I have been involved with the development of "botanical drugs", a specific drug regulatory classification (ie. multicomponent botanical mixtures based on traditional medicines). Here the FDA does consider RWE in determining where clinical development may begin.
As the definition of RWE's use in Pharma has been provided here, I wil expand on why pharma relies on RWD from RWE studies. RWE studies draw on RWD from real life practice, including data obtained from insurance claims, patient registries, or electronic health records. These data are more likely to reflect the experience of heterogeneous groups who may not have been previously engaged in RCTs. However, the limitations of RWD should not discounted. These include: biased data based on physician's preferences.For example, physicians alter the description of the disease to meet insurance coverage requirements, and do not disclose errors. FDA has been made aware of these considerations as they evaluate the quality of RWE to support market approvals.
I would argue RWE is not used by Pharma much. Although- I'm not in the biotech industry. I am however- part of the patient centerdness movement and an Ambassador fot the Patient Centered Outcomes Research Institute. What is incredibly inportant in ALL medical treatments is that patients have access to info on various treatments and be able to weigh all options and select the best one FOR THEM. It's changing- but health care is generally about avoiding death and mitigating "bad" things. Drug trials and things are already extremely pricey without increasing sizes of trial patient panels and things. To use a clear example- still today, a lot of surgeries result in loss of continence and loss of sexual function. Depending on the specific prostate issue- some surgeons can avoid these effects. Regardless- risks and impacts for the most part are not clearly explained to patients before surgery. Risks and benefits of different treatments are not explained. RWE vary great. Same is true for pharma. lots of work to be done!
And here is another idea.
Phase 0 to Phase 4 clinical studies are typically tightly controlled.
For getting real RWE data, why not set up and run Phase 5 clinical studies?
Design: follow dosing recommendations as per package insert.
Data: as recorded by patients (e.g., by filling a simple template to document compliance or a lack of).
Data: drug effects and side effects as reported by patients.
Clinical input: periodic scheduled medical exams to monitor overall outcomes (with test depending on indication & drug).
With the meaningful use delay for another year, EMR/EHR advances will continue to drag on slowing opportunities for RWE. Other players may step in to fill the void along with other transformative events leading to a disruption in data handling and storage to ease flow of real-time patient data.
Recently, the International Institute for Analytics interviewed Jamie Powers of SAS and produced a white paper, Real World Evidence in Life Sciences: What Happens After Clinical Trials?
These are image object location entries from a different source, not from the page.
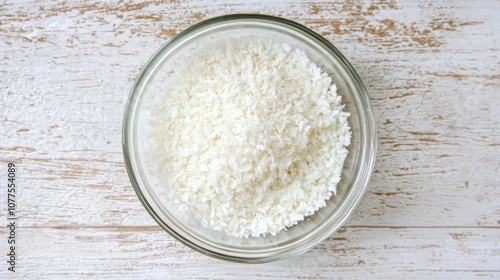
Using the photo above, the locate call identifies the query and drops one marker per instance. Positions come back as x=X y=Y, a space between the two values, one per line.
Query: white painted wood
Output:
x=433 y=73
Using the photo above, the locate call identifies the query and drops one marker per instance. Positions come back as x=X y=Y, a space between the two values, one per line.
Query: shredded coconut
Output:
x=251 y=136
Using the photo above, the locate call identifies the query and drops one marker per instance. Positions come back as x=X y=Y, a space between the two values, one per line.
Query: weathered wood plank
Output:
x=432 y=71
x=149 y=253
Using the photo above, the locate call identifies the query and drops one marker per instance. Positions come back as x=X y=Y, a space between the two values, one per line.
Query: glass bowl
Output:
x=314 y=229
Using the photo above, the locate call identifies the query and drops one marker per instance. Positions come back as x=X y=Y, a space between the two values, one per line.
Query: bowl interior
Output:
x=146 y=175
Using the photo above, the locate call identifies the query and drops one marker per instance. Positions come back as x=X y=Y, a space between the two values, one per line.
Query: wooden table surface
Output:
x=432 y=209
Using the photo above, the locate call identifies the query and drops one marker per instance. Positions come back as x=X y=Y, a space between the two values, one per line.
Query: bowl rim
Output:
x=367 y=144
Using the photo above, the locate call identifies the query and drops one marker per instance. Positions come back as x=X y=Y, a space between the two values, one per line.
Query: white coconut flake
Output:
x=251 y=136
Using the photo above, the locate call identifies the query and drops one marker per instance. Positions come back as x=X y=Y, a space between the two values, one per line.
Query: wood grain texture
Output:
x=433 y=73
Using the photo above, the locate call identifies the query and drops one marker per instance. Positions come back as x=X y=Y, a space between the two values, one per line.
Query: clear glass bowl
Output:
x=297 y=239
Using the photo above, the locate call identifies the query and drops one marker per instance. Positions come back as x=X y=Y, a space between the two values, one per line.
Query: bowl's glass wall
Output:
x=151 y=85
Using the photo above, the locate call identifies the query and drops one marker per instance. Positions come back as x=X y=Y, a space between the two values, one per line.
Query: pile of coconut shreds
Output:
x=251 y=136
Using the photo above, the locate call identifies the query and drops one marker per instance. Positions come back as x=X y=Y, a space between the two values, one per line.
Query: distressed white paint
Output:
x=432 y=70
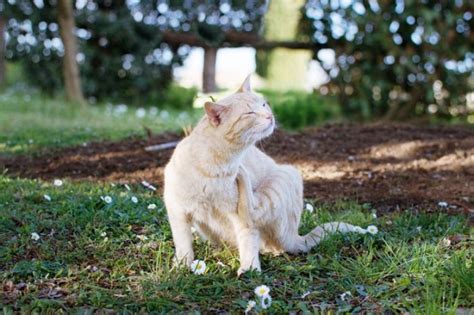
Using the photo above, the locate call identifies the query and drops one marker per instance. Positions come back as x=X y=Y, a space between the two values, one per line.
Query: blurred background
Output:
x=315 y=60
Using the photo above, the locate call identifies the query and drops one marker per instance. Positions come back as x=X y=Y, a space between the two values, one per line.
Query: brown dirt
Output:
x=389 y=165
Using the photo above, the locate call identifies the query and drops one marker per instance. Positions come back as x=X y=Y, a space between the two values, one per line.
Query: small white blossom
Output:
x=106 y=199
x=266 y=301
x=262 y=290
x=198 y=267
x=148 y=185
x=345 y=295
x=250 y=305
x=58 y=182
x=142 y=237
x=372 y=229
x=360 y=230
x=446 y=242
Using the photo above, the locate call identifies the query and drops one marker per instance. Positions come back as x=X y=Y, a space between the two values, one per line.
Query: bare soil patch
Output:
x=387 y=165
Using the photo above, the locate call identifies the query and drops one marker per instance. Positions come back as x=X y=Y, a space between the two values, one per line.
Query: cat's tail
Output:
x=304 y=243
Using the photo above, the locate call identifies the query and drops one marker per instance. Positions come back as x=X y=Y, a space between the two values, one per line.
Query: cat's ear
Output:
x=245 y=87
x=214 y=112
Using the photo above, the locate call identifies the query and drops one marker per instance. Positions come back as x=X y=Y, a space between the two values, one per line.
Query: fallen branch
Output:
x=162 y=146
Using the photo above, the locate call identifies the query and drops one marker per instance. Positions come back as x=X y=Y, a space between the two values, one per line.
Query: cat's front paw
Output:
x=243 y=270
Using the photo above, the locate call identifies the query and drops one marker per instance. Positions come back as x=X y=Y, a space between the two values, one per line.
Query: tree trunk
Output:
x=2 y=50
x=209 y=71
x=283 y=69
x=72 y=80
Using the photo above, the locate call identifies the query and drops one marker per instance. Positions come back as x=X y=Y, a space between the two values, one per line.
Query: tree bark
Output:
x=209 y=71
x=3 y=23
x=72 y=80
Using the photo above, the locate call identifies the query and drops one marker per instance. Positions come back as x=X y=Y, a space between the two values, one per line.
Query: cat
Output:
x=219 y=183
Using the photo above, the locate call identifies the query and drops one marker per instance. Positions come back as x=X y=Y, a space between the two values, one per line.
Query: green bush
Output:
x=295 y=110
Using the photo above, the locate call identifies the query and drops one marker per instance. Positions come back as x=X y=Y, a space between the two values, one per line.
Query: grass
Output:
x=30 y=122
x=94 y=256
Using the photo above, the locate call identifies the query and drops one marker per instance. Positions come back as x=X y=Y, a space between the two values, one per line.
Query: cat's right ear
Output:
x=214 y=113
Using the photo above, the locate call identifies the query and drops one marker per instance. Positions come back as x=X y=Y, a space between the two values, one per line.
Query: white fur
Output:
x=218 y=182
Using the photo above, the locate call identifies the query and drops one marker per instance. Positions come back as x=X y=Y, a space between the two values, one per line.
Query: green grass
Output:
x=29 y=123
x=74 y=266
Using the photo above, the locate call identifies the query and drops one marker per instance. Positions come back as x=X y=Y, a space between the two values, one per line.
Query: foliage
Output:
x=97 y=257
x=283 y=69
x=122 y=56
x=396 y=58
x=295 y=110
x=30 y=122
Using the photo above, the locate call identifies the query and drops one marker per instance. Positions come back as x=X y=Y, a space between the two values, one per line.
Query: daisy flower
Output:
x=372 y=229
x=250 y=305
x=106 y=199
x=262 y=290
x=360 y=230
x=266 y=301
x=148 y=185
x=345 y=295
x=198 y=267
x=35 y=236
x=142 y=237
x=58 y=182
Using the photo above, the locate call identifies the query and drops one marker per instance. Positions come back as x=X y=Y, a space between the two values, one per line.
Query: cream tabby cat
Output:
x=219 y=160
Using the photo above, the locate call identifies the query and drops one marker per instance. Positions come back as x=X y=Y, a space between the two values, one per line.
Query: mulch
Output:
x=390 y=166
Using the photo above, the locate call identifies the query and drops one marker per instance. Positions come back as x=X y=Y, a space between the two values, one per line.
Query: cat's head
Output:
x=242 y=118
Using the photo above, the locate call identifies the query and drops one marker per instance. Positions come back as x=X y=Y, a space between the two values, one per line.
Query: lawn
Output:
x=93 y=255
x=31 y=122
x=65 y=248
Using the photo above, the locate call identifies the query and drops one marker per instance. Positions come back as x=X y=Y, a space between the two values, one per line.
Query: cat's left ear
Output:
x=245 y=87
x=214 y=112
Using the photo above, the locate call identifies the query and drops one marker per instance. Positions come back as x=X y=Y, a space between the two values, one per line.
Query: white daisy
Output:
x=198 y=267
x=345 y=295
x=250 y=305
x=372 y=229
x=142 y=237
x=262 y=290
x=360 y=230
x=148 y=185
x=106 y=199
x=446 y=242
x=58 y=182
x=266 y=301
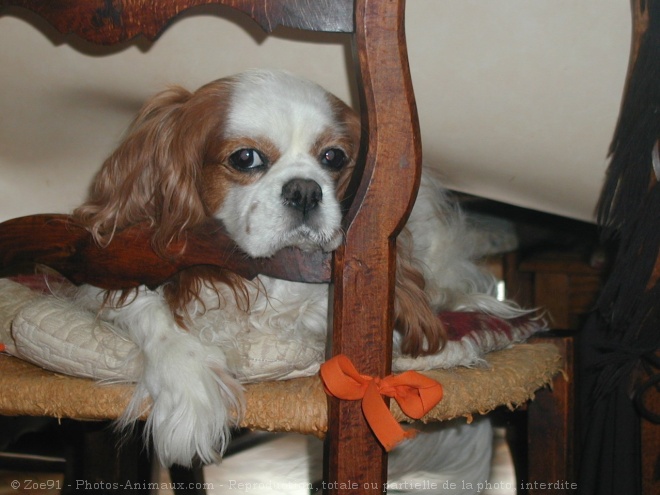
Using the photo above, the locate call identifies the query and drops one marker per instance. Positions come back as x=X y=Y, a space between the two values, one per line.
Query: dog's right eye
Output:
x=247 y=159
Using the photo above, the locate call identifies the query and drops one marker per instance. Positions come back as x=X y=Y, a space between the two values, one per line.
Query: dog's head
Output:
x=263 y=151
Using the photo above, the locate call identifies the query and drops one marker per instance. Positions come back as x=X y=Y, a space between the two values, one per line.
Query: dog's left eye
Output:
x=246 y=159
x=333 y=158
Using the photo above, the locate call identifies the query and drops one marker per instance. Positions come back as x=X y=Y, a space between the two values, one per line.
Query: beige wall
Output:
x=517 y=99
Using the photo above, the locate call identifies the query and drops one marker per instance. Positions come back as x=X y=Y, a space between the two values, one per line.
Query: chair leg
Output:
x=551 y=428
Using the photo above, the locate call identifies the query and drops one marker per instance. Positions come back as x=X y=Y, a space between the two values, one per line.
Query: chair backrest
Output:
x=362 y=269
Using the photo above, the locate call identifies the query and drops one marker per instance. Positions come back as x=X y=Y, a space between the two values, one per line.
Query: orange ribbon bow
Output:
x=416 y=394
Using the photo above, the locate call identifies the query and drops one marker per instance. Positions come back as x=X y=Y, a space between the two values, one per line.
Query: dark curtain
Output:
x=622 y=336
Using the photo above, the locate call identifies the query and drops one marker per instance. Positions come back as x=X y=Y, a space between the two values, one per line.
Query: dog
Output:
x=269 y=155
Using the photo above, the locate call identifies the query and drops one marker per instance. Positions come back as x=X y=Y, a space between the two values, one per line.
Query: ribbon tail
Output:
x=387 y=430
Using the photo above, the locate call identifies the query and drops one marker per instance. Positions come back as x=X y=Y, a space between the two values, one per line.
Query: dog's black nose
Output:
x=302 y=194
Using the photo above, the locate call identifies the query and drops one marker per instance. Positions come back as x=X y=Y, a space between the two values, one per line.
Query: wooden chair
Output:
x=362 y=270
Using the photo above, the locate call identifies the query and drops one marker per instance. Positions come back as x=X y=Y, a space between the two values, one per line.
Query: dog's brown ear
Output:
x=154 y=174
x=422 y=330
x=352 y=130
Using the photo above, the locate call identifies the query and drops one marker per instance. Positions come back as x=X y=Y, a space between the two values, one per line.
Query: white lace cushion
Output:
x=54 y=334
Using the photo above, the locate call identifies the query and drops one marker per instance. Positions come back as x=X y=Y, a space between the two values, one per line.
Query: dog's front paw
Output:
x=194 y=400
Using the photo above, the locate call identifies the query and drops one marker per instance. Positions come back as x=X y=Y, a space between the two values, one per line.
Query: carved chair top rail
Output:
x=129 y=260
x=107 y=22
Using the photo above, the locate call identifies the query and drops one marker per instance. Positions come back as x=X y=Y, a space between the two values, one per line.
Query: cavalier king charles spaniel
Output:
x=269 y=155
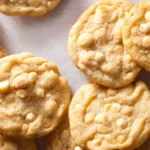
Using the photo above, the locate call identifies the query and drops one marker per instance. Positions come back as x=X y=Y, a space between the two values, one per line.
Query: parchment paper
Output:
x=47 y=37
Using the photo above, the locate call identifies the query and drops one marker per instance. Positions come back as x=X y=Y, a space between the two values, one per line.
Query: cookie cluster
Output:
x=110 y=43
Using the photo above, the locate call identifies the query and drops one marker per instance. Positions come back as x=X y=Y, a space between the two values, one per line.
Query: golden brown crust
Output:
x=136 y=34
x=7 y=143
x=107 y=119
x=33 y=96
x=27 y=7
x=95 y=44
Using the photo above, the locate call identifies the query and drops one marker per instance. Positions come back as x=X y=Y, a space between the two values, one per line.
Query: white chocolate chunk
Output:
x=78 y=107
x=144 y=28
x=30 y=117
x=78 y=148
x=85 y=40
x=100 y=118
x=21 y=93
x=121 y=123
x=4 y=85
x=50 y=105
x=115 y=107
x=99 y=57
x=121 y=138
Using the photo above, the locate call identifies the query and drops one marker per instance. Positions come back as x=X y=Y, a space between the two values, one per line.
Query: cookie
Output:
x=145 y=146
x=136 y=34
x=3 y=52
x=27 y=7
x=7 y=143
x=33 y=96
x=60 y=138
x=95 y=44
x=108 y=119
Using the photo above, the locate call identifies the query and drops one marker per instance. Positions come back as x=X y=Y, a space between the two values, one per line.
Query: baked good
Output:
x=33 y=96
x=107 y=119
x=27 y=7
x=95 y=44
x=136 y=34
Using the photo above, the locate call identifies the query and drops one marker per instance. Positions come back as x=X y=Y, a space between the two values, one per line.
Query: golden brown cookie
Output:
x=33 y=96
x=95 y=44
x=3 y=52
x=27 y=7
x=109 y=119
x=145 y=146
x=136 y=34
x=7 y=143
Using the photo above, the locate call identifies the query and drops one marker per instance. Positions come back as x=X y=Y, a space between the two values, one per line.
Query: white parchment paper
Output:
x=47 y=37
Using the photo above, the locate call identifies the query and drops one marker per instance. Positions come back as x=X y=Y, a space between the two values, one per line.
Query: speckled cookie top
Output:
x=95 y=44
x=103 y=118
x=33 y=95
x=136 y=34
x=7 y=143
x=27 y=7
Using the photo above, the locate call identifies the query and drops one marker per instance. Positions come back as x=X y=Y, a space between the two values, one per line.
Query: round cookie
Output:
x=95 y=44
x=136 y=34
x=7 y=143
x=27 y=7
x=60 y=138
x=108 y=119
x=33 y=96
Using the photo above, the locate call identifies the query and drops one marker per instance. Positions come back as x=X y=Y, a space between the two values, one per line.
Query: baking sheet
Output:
x=47 y=37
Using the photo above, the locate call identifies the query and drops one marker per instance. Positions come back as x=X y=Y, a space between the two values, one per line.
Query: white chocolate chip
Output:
x=40 y=92
x=147 y=16
x=85 y=40
x=100 y=118
x=99 y=57
x=146 y=42
x=30 y=117
x=34 y=3
x=100 y=33
x=144 y=28
x=78 y=148
x=115 y=108
x=4 y=85
x=121 y=138
x=96 y=142
x=21 y=93
x=121 y=123
x=89 y=118
x=25 y=127
x=51 y=105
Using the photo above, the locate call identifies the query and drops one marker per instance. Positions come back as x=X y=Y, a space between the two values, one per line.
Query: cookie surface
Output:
x=3 y=52
x=136 y=34
x=7 y=143
x=95 y=44
x=60 y=138
x=33 y=96
x=108 y=119
x=145 y=146
x=27 y=7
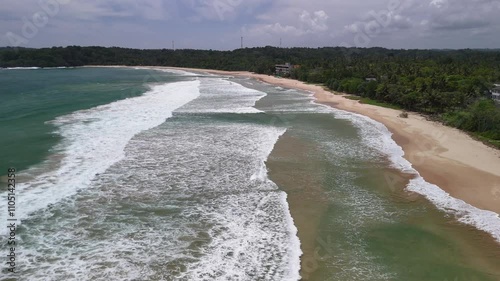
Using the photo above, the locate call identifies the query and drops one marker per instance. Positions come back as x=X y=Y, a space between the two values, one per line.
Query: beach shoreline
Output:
x=442 y=155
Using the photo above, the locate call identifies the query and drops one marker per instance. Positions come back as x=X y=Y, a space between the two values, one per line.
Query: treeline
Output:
x=450 y=85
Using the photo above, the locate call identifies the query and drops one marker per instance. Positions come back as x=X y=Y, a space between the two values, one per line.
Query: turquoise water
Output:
x=130 y=174
x=30 y=98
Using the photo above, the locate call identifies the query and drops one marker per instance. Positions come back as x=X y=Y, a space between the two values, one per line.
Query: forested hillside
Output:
x=449 y=85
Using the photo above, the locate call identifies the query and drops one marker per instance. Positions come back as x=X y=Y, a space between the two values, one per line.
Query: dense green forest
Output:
x=448 y=85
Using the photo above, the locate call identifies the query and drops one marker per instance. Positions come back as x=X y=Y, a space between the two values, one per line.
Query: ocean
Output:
x=141 y=174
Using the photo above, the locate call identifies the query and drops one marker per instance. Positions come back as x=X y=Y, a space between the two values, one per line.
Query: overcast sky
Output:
x=219 y=24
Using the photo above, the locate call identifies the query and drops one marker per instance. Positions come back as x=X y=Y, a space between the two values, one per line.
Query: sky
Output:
x=220 y=24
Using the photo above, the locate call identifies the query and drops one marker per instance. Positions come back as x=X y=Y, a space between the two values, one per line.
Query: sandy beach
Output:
x=449 y=158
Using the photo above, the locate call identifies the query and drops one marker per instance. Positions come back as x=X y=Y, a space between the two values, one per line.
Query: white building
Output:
x=282 y=69
x=495 y=94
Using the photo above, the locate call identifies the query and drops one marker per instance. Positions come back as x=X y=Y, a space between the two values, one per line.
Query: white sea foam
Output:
x=94 y=139
x=229 y=96
x=376 y=135
x=190 y=200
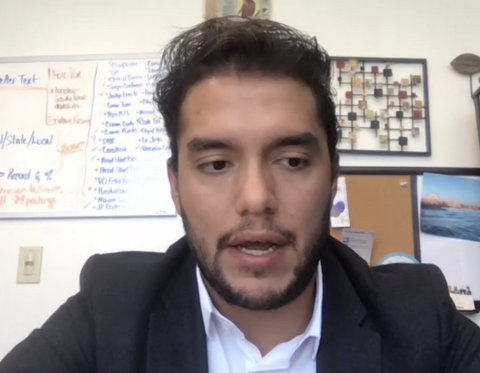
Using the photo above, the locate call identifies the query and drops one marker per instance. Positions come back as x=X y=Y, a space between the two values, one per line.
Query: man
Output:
x=257 y=285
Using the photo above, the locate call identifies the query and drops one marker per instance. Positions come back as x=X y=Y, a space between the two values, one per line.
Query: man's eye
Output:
x=219 y=165
x=295 y=162
x=214 y=166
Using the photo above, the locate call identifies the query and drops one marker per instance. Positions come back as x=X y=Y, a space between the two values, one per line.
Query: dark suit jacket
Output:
x=139 y=312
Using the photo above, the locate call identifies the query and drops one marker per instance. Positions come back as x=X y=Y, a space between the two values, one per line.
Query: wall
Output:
x=438 y=30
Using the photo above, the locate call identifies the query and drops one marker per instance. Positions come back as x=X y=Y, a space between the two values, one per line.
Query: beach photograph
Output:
x=450 y=206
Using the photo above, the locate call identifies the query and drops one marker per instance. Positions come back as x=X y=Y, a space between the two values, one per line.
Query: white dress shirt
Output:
x=230 y=352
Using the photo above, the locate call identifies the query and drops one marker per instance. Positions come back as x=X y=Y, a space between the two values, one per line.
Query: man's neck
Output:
x=267 y=329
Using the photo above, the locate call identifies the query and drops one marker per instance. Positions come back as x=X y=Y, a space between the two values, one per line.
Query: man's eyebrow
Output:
x=306 y=139
x=199 y=144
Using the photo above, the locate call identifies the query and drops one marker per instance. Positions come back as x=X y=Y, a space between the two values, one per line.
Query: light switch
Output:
x=29 y=265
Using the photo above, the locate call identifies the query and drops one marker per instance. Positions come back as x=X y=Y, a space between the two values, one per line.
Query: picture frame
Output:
x=382 y=105
x=242 y=8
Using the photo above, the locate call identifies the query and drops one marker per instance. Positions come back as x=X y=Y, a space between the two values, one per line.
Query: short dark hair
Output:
x=239 y=45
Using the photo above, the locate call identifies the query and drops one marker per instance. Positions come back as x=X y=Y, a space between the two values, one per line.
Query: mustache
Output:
x=223 y=240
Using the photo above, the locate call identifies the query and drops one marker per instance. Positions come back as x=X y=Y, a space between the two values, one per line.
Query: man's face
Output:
x=253 y=186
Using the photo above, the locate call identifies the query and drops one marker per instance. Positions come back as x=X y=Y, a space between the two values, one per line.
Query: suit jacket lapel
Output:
x=176 y=341
x=349 y=341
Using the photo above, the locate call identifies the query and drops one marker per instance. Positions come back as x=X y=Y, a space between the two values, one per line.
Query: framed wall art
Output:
x=382 y=105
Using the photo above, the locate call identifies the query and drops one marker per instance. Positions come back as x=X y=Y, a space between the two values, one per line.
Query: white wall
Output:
x=438 y=30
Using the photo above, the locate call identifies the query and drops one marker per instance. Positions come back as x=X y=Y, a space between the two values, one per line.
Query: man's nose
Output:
x=255 y=191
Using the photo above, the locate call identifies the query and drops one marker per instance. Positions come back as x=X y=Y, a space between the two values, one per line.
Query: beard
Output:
x=303 y=273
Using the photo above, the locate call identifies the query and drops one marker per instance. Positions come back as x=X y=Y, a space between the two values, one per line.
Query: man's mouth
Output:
x=257 y=248
x=258 y=243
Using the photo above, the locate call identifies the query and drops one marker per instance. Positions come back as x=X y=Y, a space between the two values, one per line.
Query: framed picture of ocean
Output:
x=449 y=226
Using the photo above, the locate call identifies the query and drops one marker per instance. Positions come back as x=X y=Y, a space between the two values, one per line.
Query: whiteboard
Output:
x=80 y=136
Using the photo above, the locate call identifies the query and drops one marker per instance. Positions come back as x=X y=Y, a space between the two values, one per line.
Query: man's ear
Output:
x=333 y=190
x=173 y=179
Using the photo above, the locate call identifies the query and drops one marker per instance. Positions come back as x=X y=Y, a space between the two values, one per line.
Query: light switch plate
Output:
x=29 y=265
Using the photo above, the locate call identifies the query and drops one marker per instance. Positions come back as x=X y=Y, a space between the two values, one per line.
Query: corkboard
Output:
x=382 y=204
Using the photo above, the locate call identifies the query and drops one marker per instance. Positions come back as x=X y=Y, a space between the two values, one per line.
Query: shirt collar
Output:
x=312 y=330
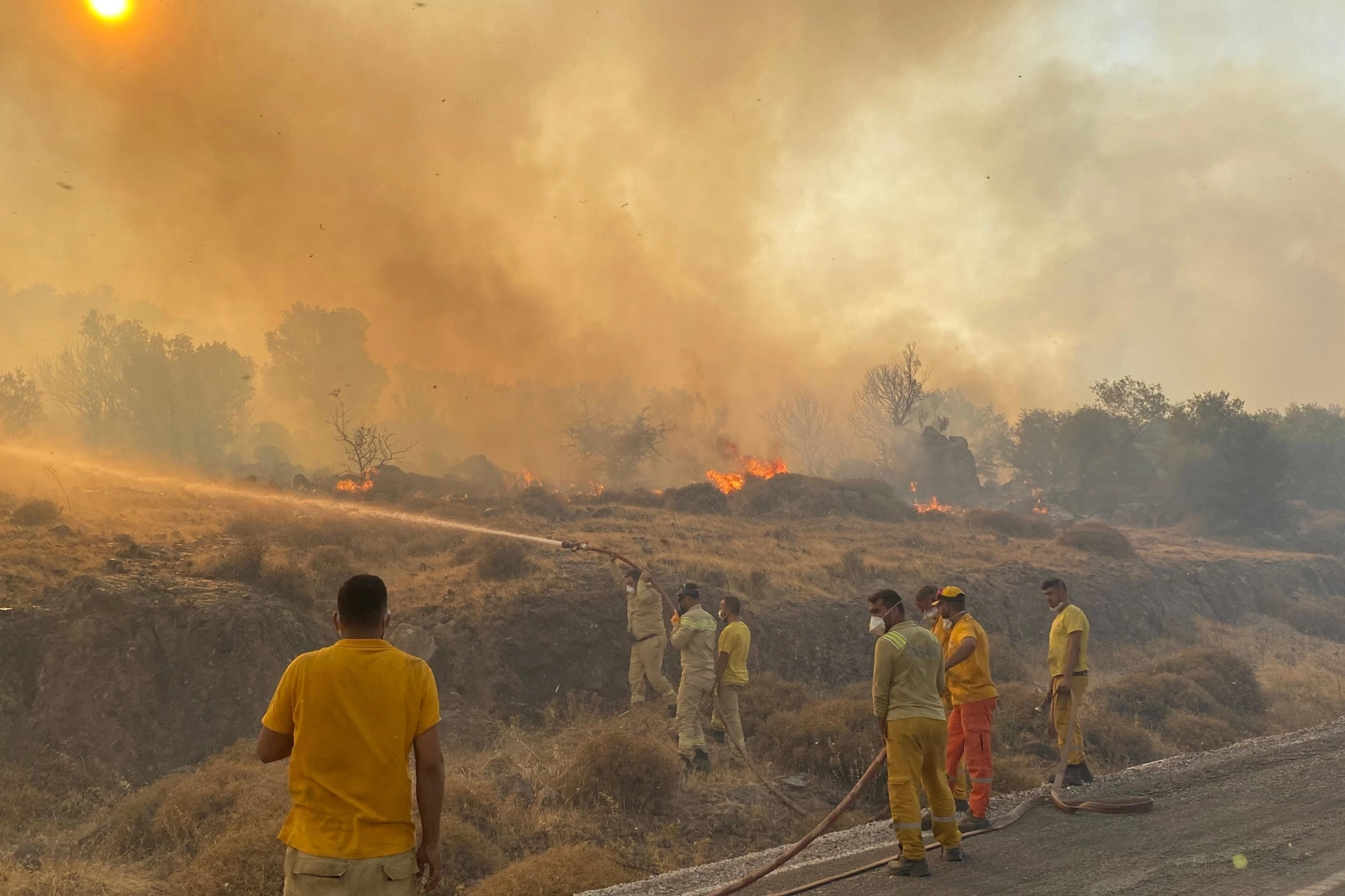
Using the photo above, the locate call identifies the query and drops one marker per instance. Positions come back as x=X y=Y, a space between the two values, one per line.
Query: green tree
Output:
x=21 y=402
x=315 y=352
x=621 y=448
x=125 y=385
x=1314 y=441
x=1234 y=470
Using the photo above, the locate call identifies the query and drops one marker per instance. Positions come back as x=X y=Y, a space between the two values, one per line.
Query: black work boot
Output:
x=907 y=868
x=972 y=824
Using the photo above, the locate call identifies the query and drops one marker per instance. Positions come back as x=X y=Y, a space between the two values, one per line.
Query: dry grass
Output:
x=1009 y=523
x=73 y=878
x=617 y=770
x=1096 y=538
x=557 y=872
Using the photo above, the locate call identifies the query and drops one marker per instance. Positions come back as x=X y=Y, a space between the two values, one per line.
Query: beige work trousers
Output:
x=731 y=722
x=647 y=662
x=324 y=876
x=1078 y=690
x=690 y=694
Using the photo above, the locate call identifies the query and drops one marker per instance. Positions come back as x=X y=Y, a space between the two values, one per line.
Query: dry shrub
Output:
x=1005 y=523
x=833 y=738
x=500 y=558
x=1015 y=772
x=1317 y=616
x=1224 y=675
x=1150 y=697
x=766 y=694
x=697 y=498
x=560 y=871
x=472 y=802
x=1192 y=732
x=616 y=770
x=223 y=814
x=468 y=855
x=1302 y=694
x=539 y=502
x=1096 y=538
x=54 y=787
x=74 y=878
x=329 y=565
x=1115 y=742
x=1005 y=661
x=1018 y=728
x=35 y=513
The paper explores how RWE is transforming drug development, the new opportunities and benefits from RWE, and the challenges that remain. I copy the link here https://www.sas.com/en_us/whitepapers/iia-real-world-evidence-life-sciences-107891.html
Should be helpful to discuss about RWE
RWE is a standard for the pharmaceutical industry. Medicine wouldn't be on the market if there wasn't evidence that it works in clinical settings. And even when the product is available on the market, it will always be monitored to see if there are SAE (serious adverse effects) that develop over time.
One of the barriers with RWE is terms used or utilized. The needs of FDA don't necessarily match to consumer or HCP needs. Having just introduced an e-book, Common Drug Related Terms and Acronyms available online at Amazon Books ((https://www.amazon.com/dp/B078WD4WSC), it was a good learning experience to realize how diverse the stakeholders are in the understanding of what is felt to be common terms in healthcare. RWE needs to appreciate the nuances of the market, stakeholder interpretations, amongst other scientific factors to make it most meaningful.